Introduction
Encyclopédie Britannica et Merriam-Webster ont déposé une plainte contre OpenAI, alléguant que le géant de l'IA a commis une « contrefaçon massive de droits d'auteur ». Les deux entreprises estiment que OpenAI a utilisé leurs contenus sans autorisation pour entraîner ses modèles de langage.
Contexte Technique
Britannica possède les droits d'auteur de près de 100 000 articles en ligne, qui ont été utilisés par OpenAI pour former ses modèles de langage sans permission. La société accuse également OpenAI de violer les lois sur le droit d'auteur lorsqu'il génère des contenus qui contiennent des reproductions intégrales ou partielles de ses articles. De plus, OpenAI est accusé d'utiliser les articles de Britannica dans le flux de travail RAG (retrieval augmented generation) de ChatGPT, outil qui permet au modèle de langage de scanner le web ou d'autres bases de données pour répondre à une requête.
Analyse et Implications
Cette affaire soulève des questions sur l'utilisation des contenus protégés par le droit d'auteur pour former les modèles de langage.
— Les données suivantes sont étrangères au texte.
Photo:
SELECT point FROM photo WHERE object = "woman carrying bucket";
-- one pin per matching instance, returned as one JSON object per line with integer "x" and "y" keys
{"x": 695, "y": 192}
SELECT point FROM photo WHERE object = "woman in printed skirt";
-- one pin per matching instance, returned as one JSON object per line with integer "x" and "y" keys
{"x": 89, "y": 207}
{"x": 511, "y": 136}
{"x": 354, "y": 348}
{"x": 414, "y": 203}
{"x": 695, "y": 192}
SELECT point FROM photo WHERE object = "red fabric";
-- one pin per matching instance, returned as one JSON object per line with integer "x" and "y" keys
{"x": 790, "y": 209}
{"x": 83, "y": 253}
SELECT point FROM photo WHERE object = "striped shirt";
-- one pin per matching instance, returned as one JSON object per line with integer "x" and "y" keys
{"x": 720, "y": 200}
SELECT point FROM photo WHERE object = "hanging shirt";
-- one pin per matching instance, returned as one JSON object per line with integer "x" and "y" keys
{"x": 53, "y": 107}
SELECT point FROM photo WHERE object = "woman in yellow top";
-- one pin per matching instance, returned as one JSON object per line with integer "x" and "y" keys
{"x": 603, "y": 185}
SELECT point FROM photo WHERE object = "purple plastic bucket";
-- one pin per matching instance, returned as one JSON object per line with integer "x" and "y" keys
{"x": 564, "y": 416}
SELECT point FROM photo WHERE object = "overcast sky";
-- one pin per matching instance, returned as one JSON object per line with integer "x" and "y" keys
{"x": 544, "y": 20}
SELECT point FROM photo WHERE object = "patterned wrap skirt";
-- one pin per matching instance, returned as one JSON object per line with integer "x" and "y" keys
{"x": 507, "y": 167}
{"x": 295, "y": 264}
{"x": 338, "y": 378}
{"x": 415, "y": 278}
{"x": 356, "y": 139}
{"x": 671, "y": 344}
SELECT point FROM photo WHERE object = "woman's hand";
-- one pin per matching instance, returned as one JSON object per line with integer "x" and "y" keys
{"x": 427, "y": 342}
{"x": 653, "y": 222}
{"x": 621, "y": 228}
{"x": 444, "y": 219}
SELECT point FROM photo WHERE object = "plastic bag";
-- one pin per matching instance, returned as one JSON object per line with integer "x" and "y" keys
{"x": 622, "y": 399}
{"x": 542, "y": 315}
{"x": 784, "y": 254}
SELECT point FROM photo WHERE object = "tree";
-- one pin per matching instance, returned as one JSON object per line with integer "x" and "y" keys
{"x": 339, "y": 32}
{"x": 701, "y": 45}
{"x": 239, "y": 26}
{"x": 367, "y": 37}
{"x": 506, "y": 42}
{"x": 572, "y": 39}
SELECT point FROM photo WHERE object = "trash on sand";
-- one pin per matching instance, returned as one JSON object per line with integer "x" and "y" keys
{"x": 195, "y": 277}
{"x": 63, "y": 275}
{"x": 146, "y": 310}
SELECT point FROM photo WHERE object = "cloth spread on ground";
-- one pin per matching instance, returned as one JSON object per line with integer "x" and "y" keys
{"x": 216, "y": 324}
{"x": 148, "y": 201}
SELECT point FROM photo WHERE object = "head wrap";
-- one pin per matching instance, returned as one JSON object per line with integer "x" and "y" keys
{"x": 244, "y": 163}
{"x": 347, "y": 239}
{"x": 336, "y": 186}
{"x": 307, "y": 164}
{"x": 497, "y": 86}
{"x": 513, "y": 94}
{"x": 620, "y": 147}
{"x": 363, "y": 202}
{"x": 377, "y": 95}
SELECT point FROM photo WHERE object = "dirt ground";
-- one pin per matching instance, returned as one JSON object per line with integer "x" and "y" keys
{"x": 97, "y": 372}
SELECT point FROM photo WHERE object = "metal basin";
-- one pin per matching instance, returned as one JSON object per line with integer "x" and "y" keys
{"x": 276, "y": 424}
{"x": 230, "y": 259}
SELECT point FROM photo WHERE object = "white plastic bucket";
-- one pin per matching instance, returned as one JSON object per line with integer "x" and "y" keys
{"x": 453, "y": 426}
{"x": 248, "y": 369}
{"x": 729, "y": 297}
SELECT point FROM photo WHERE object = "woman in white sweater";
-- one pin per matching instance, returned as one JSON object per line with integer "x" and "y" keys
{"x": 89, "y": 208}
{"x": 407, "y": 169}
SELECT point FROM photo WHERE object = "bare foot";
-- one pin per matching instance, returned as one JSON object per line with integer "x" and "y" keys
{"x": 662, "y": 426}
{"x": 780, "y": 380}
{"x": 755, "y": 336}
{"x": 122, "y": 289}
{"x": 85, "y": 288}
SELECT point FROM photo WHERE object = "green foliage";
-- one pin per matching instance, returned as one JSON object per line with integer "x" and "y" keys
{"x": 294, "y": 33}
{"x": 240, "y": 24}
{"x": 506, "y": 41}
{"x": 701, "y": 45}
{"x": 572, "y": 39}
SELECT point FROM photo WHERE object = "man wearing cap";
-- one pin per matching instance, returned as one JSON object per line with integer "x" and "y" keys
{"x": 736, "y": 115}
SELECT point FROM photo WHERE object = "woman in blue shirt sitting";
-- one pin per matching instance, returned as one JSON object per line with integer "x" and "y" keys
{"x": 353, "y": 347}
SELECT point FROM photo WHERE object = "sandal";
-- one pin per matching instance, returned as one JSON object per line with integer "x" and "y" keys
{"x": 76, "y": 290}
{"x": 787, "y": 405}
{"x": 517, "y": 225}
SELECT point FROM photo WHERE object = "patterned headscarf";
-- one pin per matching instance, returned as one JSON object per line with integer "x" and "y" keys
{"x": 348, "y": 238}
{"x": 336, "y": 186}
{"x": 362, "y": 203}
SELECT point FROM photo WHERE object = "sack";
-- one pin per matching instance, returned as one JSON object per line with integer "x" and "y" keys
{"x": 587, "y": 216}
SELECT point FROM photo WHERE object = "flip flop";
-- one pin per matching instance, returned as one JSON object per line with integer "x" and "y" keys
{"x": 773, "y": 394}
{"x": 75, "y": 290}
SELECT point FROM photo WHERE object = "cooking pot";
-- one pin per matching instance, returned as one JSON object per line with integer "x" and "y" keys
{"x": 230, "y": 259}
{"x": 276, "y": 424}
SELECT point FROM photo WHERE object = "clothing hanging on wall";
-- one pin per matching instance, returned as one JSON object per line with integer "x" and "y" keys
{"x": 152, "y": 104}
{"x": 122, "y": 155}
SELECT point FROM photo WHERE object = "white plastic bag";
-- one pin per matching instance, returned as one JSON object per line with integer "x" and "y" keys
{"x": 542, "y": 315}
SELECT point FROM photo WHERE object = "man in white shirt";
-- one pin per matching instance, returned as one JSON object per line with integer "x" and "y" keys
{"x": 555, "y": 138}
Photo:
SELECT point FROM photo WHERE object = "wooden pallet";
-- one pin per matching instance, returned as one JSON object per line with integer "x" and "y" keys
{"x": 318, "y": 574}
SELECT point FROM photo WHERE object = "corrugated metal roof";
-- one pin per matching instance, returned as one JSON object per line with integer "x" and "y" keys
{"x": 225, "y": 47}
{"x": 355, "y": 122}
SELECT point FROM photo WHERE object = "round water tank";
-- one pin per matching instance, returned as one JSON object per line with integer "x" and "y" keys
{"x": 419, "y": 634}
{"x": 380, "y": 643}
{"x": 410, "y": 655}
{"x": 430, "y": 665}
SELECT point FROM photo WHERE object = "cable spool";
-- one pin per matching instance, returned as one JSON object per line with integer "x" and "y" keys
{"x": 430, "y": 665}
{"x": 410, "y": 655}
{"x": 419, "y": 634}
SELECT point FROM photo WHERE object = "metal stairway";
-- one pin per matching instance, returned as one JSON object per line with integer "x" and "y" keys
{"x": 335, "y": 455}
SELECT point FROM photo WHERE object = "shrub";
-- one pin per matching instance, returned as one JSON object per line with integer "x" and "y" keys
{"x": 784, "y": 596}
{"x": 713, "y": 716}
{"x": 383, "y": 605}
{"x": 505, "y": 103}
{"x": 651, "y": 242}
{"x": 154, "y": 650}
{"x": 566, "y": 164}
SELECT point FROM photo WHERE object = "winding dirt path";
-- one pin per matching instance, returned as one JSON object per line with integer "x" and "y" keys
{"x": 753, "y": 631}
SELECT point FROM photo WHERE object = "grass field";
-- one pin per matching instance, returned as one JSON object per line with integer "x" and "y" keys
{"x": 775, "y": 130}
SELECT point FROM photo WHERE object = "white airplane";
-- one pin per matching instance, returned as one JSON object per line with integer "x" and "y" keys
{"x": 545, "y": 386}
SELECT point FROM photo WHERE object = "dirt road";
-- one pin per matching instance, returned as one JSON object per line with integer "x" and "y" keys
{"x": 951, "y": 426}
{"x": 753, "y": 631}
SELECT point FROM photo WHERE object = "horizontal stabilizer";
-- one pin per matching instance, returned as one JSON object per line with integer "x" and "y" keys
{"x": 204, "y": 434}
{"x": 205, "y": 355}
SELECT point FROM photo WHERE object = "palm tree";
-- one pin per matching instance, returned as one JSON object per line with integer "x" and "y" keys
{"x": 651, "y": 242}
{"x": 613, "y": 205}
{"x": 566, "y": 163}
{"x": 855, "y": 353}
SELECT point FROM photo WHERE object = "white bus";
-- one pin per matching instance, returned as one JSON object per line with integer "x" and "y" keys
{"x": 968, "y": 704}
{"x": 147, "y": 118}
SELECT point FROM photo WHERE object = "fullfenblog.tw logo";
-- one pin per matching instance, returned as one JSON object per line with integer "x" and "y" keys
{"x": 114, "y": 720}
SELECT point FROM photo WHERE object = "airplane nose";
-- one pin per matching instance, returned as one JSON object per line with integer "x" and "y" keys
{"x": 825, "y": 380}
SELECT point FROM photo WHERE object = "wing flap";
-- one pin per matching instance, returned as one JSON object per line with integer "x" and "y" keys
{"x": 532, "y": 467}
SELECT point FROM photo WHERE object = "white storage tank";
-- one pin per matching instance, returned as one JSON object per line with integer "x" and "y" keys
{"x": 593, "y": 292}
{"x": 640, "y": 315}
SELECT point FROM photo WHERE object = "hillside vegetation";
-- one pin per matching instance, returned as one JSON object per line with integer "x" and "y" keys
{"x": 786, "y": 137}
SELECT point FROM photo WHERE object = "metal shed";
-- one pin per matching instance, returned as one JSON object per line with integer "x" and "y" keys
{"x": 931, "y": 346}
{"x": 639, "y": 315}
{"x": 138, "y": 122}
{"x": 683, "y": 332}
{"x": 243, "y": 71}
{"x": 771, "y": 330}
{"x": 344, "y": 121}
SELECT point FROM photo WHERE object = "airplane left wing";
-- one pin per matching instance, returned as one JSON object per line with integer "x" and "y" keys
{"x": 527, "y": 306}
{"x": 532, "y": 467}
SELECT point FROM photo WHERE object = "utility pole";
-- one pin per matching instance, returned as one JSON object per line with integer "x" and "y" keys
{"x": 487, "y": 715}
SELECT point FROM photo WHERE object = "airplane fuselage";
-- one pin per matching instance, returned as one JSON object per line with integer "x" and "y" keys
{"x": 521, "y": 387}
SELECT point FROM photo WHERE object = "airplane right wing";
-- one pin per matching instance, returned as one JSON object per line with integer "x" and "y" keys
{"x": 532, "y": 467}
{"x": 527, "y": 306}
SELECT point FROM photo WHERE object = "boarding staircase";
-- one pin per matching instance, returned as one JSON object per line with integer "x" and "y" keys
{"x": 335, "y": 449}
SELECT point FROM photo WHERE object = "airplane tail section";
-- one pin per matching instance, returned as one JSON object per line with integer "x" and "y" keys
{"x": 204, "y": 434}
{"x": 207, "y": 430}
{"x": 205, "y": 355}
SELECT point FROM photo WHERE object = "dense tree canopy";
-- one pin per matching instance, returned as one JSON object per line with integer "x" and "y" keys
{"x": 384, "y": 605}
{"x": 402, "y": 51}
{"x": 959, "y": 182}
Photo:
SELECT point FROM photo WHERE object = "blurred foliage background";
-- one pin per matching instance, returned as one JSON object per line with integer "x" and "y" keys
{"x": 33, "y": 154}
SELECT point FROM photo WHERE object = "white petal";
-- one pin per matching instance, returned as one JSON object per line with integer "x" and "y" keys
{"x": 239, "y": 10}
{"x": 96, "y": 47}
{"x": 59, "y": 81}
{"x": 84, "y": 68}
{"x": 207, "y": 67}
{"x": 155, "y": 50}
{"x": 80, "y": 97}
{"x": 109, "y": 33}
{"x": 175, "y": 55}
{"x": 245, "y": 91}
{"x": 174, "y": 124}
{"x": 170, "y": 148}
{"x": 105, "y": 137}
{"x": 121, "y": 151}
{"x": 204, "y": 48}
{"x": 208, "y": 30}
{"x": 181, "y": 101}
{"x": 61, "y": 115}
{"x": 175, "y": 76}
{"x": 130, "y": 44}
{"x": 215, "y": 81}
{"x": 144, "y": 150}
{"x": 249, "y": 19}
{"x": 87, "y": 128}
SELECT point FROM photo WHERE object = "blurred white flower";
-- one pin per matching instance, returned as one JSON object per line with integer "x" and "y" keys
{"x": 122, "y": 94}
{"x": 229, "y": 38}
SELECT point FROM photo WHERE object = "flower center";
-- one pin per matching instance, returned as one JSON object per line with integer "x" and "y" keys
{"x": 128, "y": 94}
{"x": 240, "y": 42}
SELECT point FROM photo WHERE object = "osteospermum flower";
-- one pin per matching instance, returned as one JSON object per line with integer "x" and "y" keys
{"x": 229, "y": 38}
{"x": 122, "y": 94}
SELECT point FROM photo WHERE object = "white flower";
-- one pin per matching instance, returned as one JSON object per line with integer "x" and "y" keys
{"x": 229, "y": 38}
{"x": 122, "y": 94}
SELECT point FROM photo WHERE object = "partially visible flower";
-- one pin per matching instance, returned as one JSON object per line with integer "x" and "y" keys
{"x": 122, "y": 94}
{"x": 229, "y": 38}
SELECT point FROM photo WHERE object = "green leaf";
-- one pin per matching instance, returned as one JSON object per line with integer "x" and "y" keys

Si certains juges ont estimé que cette utilisation était suffisamment « transformatrice » pour être légale, d'autres ont condamné les entreprises pour avoir téléchargé illégalement des contenus protégés. Cette affaire pourrait avoir des implications importantes pour l'industrie de l'IA et les éditeurs de contenus.
Perspective
Il est important de surveiller l'évolution de cette affaire, car elle pourrait établir un précédent pour l'utilisation des contenus protégés par le droit d'auteur dans la formation des modèles de langage. Les entreprises d'IA devront peut-être revoir leurs pratiques de formation de modèles pour éviter les contrefaçons de droits d'auteur. Les éditeurs de contenus, quant à eux, devront être vigilants pour protéger leurs droits et leurs revenus.